When Authority Figures Unwittingly Foster Failure
Let me start with a favorite song. I’m not sure if many millennials or GenZs are familiar with the 1983 movie, Flashdance. The plot revolves around a working class woman, a welder called Alex, who wishes to break into the barricaded world of ballet. Her underdog origins preclude an audition, till her elite boyfriend sets one up. The story is dated and problematic in contemporary times, but if we suspend our “woke” selves for a brief spell, it’s a heartwarming romcom. I’m not dwelling on the movie as much as on its hit song – What a Feeling sung by Irene Cara.
In the video, the nervy Alex faces a group of stiff judges, all of whom look markedly old-fangled. Signifying how forbidding Establishments and Institutions must seem to fearful outsiders, especially to those pulsing with desire to infiltrate such settings, the judges’ expressions are glassy eyed and discouraging. Before Alex has made a single move, they’re expecting her to falter. They signal distraction: doodling on pads, shunning eye contact, rustling pages, smoking cigars. At first, Alex does trip up. Why wouldn’t she? After all, like in most interview panels or college admission committees, the sheer spectacle of power has distortive effects on candidates or wannabes.
Here’s Alex, the unlikely entrant, voicing her feelings:
First, when there’s nothing
But a slow glowing dream
That your fear seems to hide
Deep inside your mind
All alone, I have cried
Silent tears full of pride
In a world made of steel
Made of stone
Then magically, the dance possesses her. Her passion, nursed for years despite the odds, explodes in faultlessly executed flips and breakdance spins gleaned from Pittsburgh streets. The judges, despite their initial recalcitrance, are riveted. Talent shatters prejudices, and hurrah! a worker outclasses the creaky elite. Then again, that’s a movie. Stories can be whimsically wrapped up with red ribbons and fairytale impulses. Protagonists or hypothetical Best Candidates don’t always crumble gates in the more messy settings that constitute Real Life.
Beginning with interviews which, as research indicates, are laden with various types of biases. According to a Forbes article, 85 years of research has thrown up one alarming finding: that unstructured interviews are as good as tossing coins in predicting candidate success. Besides, interviewers are fallible human beings, susceptible to a host of explicit and implicit biases. For instance, confirmation biases reinforce preconceived notions that interviewers hold about a candidate. If they believe that someone is “weak with words”, they might overlook any unexpected dexterity demonstrated during the meeting. Then there are affinity biases, which predispose interviewers to people they “like” – which usually means, persons of a similar gender, class, caste, language, age, region, college or other cultural marker.
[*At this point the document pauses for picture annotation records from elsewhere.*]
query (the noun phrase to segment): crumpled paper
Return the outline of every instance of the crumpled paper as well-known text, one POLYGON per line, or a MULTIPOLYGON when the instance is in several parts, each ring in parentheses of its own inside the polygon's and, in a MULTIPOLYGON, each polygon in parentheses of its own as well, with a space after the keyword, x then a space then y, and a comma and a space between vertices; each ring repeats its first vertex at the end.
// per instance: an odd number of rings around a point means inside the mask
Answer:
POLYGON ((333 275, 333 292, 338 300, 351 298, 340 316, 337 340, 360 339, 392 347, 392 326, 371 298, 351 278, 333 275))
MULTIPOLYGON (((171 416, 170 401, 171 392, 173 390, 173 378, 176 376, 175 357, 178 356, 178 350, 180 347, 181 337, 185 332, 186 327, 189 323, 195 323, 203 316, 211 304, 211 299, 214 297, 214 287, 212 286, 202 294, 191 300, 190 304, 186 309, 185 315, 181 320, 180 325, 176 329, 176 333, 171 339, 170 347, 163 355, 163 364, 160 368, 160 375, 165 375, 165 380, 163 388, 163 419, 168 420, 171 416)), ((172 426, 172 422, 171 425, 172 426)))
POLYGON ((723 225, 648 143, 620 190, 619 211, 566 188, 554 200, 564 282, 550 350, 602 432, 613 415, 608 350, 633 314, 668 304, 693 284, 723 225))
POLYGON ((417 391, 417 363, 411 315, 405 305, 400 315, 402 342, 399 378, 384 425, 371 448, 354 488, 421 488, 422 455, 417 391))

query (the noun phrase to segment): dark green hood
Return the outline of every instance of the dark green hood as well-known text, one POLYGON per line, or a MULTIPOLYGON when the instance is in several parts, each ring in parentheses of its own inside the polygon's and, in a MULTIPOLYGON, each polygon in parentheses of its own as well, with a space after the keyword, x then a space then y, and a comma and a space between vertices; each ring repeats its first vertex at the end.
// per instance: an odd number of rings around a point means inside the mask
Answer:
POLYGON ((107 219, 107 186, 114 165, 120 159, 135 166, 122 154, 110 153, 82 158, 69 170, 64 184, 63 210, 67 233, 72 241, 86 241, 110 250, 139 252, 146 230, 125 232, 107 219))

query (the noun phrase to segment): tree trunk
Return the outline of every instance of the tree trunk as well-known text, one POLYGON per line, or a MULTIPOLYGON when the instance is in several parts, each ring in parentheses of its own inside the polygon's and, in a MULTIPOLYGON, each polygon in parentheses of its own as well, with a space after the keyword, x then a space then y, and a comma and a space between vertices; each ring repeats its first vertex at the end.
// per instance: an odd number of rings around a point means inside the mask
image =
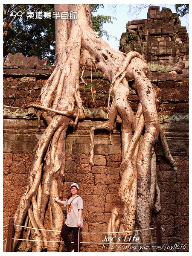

Prejudices are not restricted to interviews. Subsequent performance on the job is often determined by manager expectations – with many candidates unable to demonstrate their potential, because their bosses wield low expectations. Such expectations are often communicated by nonverbal means – by gestures and expressions, by exasperated sighs or by tightlipped disapproval. The manner in which all beings including animals are vulnerable to subtle cues was demonstrated by the widely circulated Clever Hans story. In this account, the horse trainer Wilhelm Von Osten claimed that his horse, Clever Hans, could perform remarkable mathematical feats. In other words, Osten was convinced that Clever Hans could add, subtract, multiply, divide et al.
When intrigued researchers visited the horse, they were initially taken aback by the animal’s flair with numbers. After all, the horse, by beating its hoofs on the ground, seemed to correctly answer many arithmetic posers. But closer observations yielded the real workings of the animal’s smarts. The horse was playing close attention to the questioner’s expressions – to very minor non-verbal cues that indicated a certain answer was right. On observing a slight head tilt, Clever Hans tapped out the correct response. When the horse’s eyes were masked, or the interviewer hidden from view, the mathematical wits vanished. The bigger takeaway, however, was the manner in which nonverbal cues affect all of us.
Bosses and parents, who expect poor performance, might unwittingly guide their subordinates or children towards self-fulfilling errors or failure. You can, as the adage goes, lead a horse to the water. If you’re a boss, judge, parent or any other authority figure, your very presence can, without your knowing it, turn the water distasteful. While you certainly can’t make the horse drink, you can cue it to solve clever puzzles or muzzle its strengths altogether.